As with most biopics, La Vie En Rose makes the mistake of condensing the life of a person in a span of two hours or a little bit more. The results are usually redundant and utterly sentimental episodic messes like Taylor Hackford's Ray (2004) or James Mangold's Walk the Line (2005). Other biopics who have fallen in the same trap rise above the rest through sheer inspired workmanship. Such is the case of The Aviator (2004), Martin Scorsese's exhilarating although rather conventional (in the typical Hollywood Oscar-whoring epic scale) take on the life of Howard Hughes. In a way, Piaf's life is perfect for the traditional kind of biopic. She has achieved national and international success to evoke a semblance of veneration or at least interest from the moviegoing public. Her public life is near-legendary, especially with her bouts with alcoholism, her several doomed loves, and her early death. Her private life, which includes her troubled childhood and her obscure work during World War II among many others, is both intriguing and mysterious.
Thus, La Vie En Rose is mostly composed of probably fictionalized moments of Piaf's life.

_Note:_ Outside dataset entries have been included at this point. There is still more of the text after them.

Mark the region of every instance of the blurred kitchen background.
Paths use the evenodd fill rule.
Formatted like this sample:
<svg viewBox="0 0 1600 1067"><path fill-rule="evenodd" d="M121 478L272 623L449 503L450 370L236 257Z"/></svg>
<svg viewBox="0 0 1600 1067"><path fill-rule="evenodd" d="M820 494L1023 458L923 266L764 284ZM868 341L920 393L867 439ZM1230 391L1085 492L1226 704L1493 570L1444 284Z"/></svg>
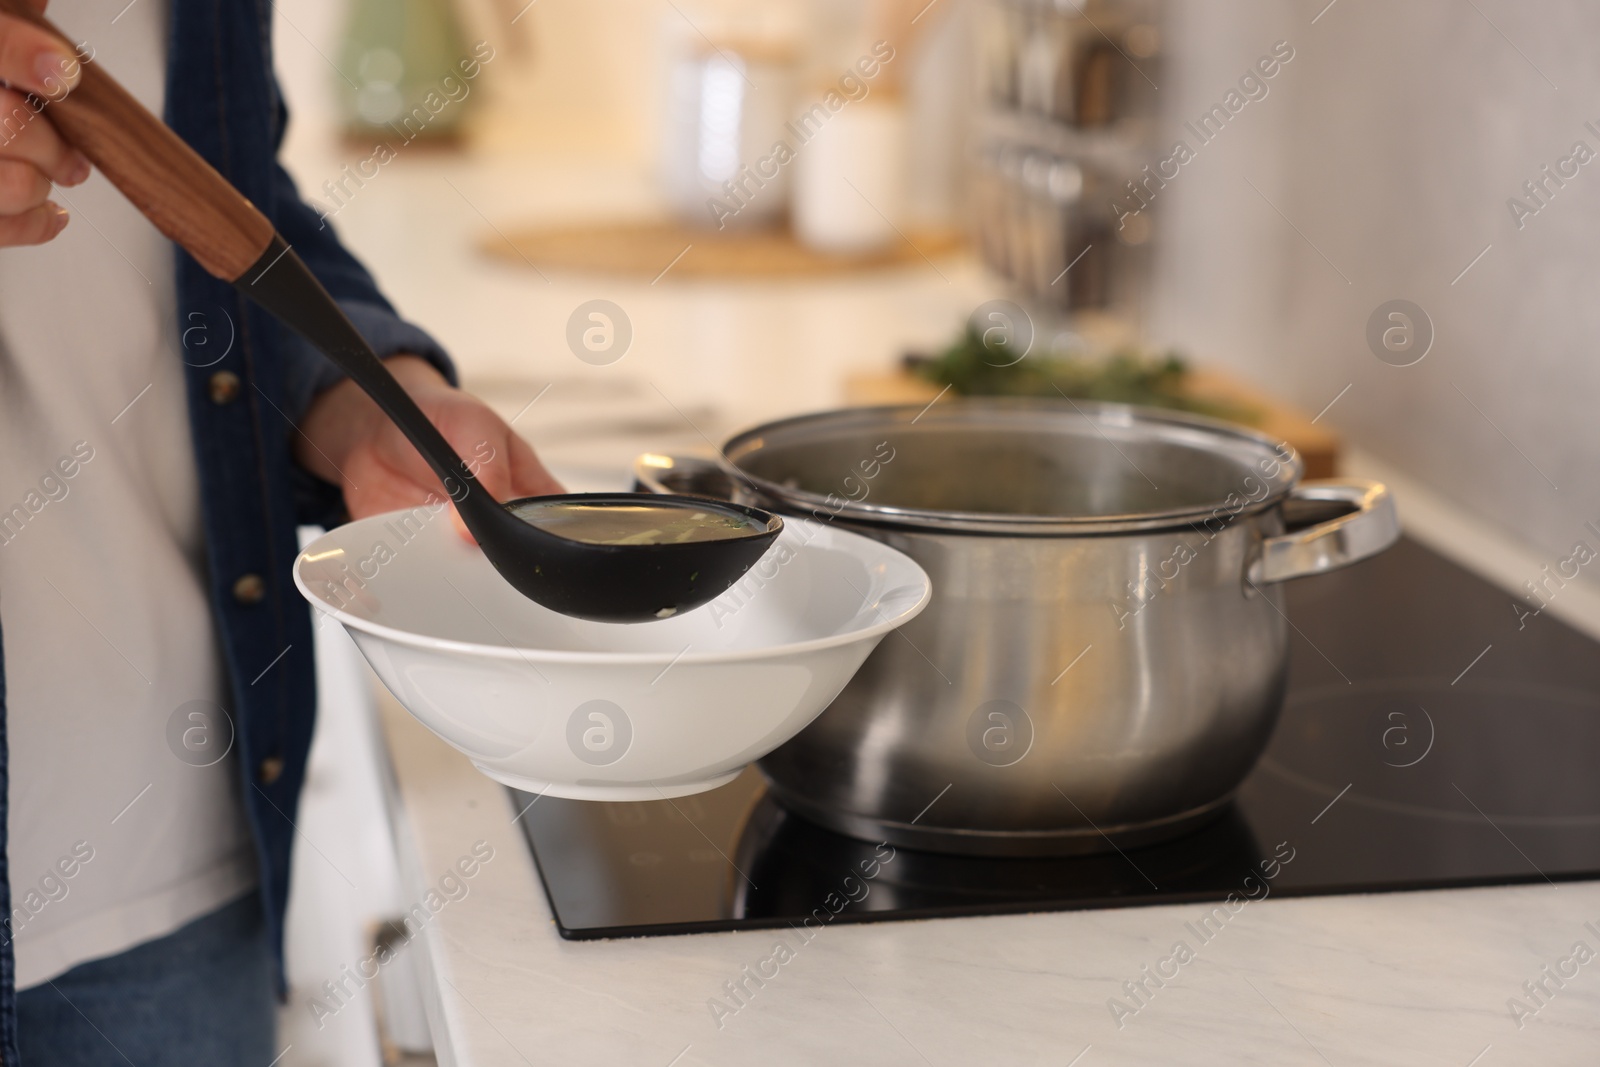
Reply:
<svg viewBox="0 0 1600 1067"><path fill-rule="evenodd" d="M1127 290L1085 298L1115 301L1126 316L1118 328L1149 351L1176 347L1312 415L1339 397L1319 425L1537 547L1565 552L1595 517L1582 472L1600 459L1589 417L1600 367L1584 357L1600 306L1584 294L1600 215L1581 170L1564 188L1541 171L1577 141L1600 148L1584 125L1600 119L1589 103L1600 71L1577 54L1587 39L1579 28L1600 16L1576 3L1542 8L1537 20L1518 19L1503 0L284 0L275 9L294 113L288 158L306 194L338 206L324 183L395 142L396 158L332 224L451 347L469 381L506 390L508 403L555 383L518 426L575 472L604 465L581 444L555 443L557 426L572 421L562 413L582 400L593 411L574 430L604 428L609 411L698 440L692 420L717 439L839 403L847 376L893 373L908 351L938 352L988 299L1019 301L1040 317L1041 337L1054 336L1063 328L1055 312L1082 272L1080 290L1108 280ZM441 21L454 22L455 41ZM394 75L385 53L403 63L407 47L395 42L408 33L420 38L410 52L423 69L401 88L414 93L479 42L494 58L468 99L442 113L449 136L404 145L352 121L362 106L352 97L384 95ZM877 205L899 231L886 266L695 273L716 234L692 195L677 212L694 216L682 246L697 242L696 226L703 240L659 277L671 254L580 270L559 265L581 261L559 241L554 263L524 262L512 248L541 228L612 227L614 240L618 224L674 218L673 160L698 147L685 117L714 120L717 106L685 100L686 78L710 85L718 68L739 64L748 73L728 106L745 95L781 107L771 101L787 93L798 115L885 37L896 58L826 132L877 146L841 171L848 178L856 166L858 186L875 191L891 181L875 170L894 168L883 140L904 138L904 189ZM1293 58L1258 77L1265 95L1240 92L1279 42ZM1230 91L1245 106L1202 144L1192 131ZM852 108L872 105L898 109L898 124L842 129L858 118ZM374 106L381 116L381 100ZM1131 227L1147 255L1111 262L1130 251L1111 203L1137 204L1123 183L1146 164L1157 171L1179 140L1194 157L1146 194ZM766 154L765 141L749 152ZM761 190L752 207L781 215L805 155L782 168L789 189ZM1548 206L1519 228L1508 199L1539 207L1523 188L1530 180L1551 190ZM813 197L824 213L830 195ZM1013 230L1031 224L1042 238L1045 219L1074 216L1055 223L1064 241L1048 234L1063 247L1042 253L1040 269L1013 265L1014 280L974 251L1003 265L994 246L1019 243L994 205L1002 195ZM832 206L862 214L842 198ZM967 254L948 253L950 231L968 239ZM906 244L919 237L926 259ZM1039 276L1090 244L1041 296ZM1124 268L1134 276L1120 276ZM628 351L609 366L586 365L566 341L568 318L591 299L631 321ZM1367 338L1371 314L1396 299L1423 309L1434 333L1425 358L1405 367L1377 358ZM1098 325L1089 332L1104 339Z"/></svg>
<svg viewBox="0 0 1600 1067"><path fill-rule="evenodd" d="M1253 421L1510 588L1600 520L1576 0L274 10L304 193L573 488L952 384Z"/></svg>

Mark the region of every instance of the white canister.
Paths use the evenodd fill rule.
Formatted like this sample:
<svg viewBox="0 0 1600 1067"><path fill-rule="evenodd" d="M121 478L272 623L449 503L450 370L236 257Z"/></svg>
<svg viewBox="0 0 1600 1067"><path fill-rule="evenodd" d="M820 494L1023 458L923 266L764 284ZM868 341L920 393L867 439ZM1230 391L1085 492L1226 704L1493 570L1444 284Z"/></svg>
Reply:
<svg viewBox="0 0 1600 1067"><path fill-rule="evenodd" d="M906 110L888 93L848 101L797 146L793 225L809 248L855 255L901 240Z"/></svg>
<svg viewBox="0 0 1600 1067"><path fill-rule="evenodd" d="M662 191L690 225L775 224L789 205L779 146L794 102L794 57L776 45L699 44L671 65Z"/></svg>

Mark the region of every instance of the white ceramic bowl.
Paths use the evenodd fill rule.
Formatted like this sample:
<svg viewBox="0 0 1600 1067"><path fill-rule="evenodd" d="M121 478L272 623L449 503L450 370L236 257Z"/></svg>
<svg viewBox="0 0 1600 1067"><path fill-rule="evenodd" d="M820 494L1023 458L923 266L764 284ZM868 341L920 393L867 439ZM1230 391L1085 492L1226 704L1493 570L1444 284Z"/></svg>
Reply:
<svg viewBox="0 0 1600 1067"><path fill-rule="evenodd" d="M400 703L490 778L658 800L729 782L793 737L928 603L927 574L894 549L784 521L737 585L662 622L542 608L427 508L323 535L294 580Z"/></svg>

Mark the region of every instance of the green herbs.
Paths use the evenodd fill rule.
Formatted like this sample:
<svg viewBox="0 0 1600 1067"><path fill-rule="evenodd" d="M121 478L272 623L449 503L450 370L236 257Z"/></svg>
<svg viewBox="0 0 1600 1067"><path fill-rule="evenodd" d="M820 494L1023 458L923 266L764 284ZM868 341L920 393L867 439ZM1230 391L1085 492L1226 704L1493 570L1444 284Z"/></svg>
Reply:
<svg viewBox="0 0 1600 1067"><path fill-rule="evenodd" d="M1127 347L1103 359L1032 352L1017 359L1004 345L990 344L969 328L955 344L912 371L964 396L1068 397L1192 411L1251 423L1256 412L1185 390L1189 369L1176 351L1151 355Z"/></svg>

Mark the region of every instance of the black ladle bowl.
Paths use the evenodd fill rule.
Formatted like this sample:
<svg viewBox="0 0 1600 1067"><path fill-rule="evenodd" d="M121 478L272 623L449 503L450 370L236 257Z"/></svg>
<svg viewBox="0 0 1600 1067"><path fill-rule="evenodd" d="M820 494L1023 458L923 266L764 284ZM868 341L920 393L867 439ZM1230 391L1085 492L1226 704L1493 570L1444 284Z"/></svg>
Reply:
<svg viewBox="0 0 1600 1067"><path fill-rule="evenodd" d="M551 611L601 622L649 622L700 607L755 566L783 530L770 512L722 500L654 493L566 493L502 504L428 421L366 339L281 237L235 285L315 345L377 401L444 484L500 576ZM750 532L718 540L596 544L562 537L512 514L543 504L681 507L731 517Z"/></svg>
<svg viewBox="0 0 1600 1067"><path fill-rule="evenodd" d="M479 489L478 493L483 494ZM606 545L573 541L541 530L513 515L530 501L588 506L681 507L685 510L738 515L755 524L755 532L721 541L676 544ZM501 577L530 600L551 611L600 622L647 622L669 619L700 607L725 593L766 554L783 529L783 520L760 508L698 496L656 496L652 493L566 493L513 500L495 518L490 537L505 537L491 551L484 534L473 531ZM463 517L466 513L462 512ZM468 528L471 529L469 523ZM524 531L531 531L530 539ZM552 543L559 542L559 543Z"/></svg>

The film strings these moments together, not through the traditional straightforward narrative construct, but through frequent mind-boggling chronological jumps, facilitated by indications of time and place and usually accompanied by Piaf's own songs. There seems to be a cohering element in Dahan's narrative conceit, but even that fails to register. It feels like Dahan contemplates on telling Piaf's life, not from childhood to death, but from a standpoint of themes that differentiate Piaf from other singers. The film is told through these aspects --- Piaf's devotion to St. Therese, her struggle to be within the concept of an artist, love, and lastly mortality. Unfortunately, it's just very difficult to the confounding narrative's denseness. It just doesn't work.
Dahan starts out with Piaf collapsing during a concert while we overhear her praying to St. Therese to delay her death. The film flashbacks to her childhood, where she succumbs to blindness but is miraculously cured after a pilgrimage to her saint's tomb. In one scene, most probably doctored to fit cinematic standards, the saint appears from the embers of a circus-hired fire eater's flames, assuring young Piaf of guidance and protection. The film overindulges in romanticizing Piaf, from her childhood being cared for by prostitutes with hearts of gold, her above mentioned devotion to St. Therese, her paramount alcoholism, even her swooning romance with French boxing champion.
Inevitably, more interesting points are overshadowed. Her supposed questionable role in World War II, or her relationship with her first husband are left out, brandishing a celebrity that seems self-contained in her own world. Piaf then becomes ultimately less human than Dahan wishes to present her, inevitably turning her into a mere reactive subject of the circumstances that the director plagued her story with instead of a human being with complex morality and psychology. Dahan merely reads to us his version of her story instead of creating a cinematic persona out of Piaf, resulting into, despite his narrative risks, an uncompelling biopic.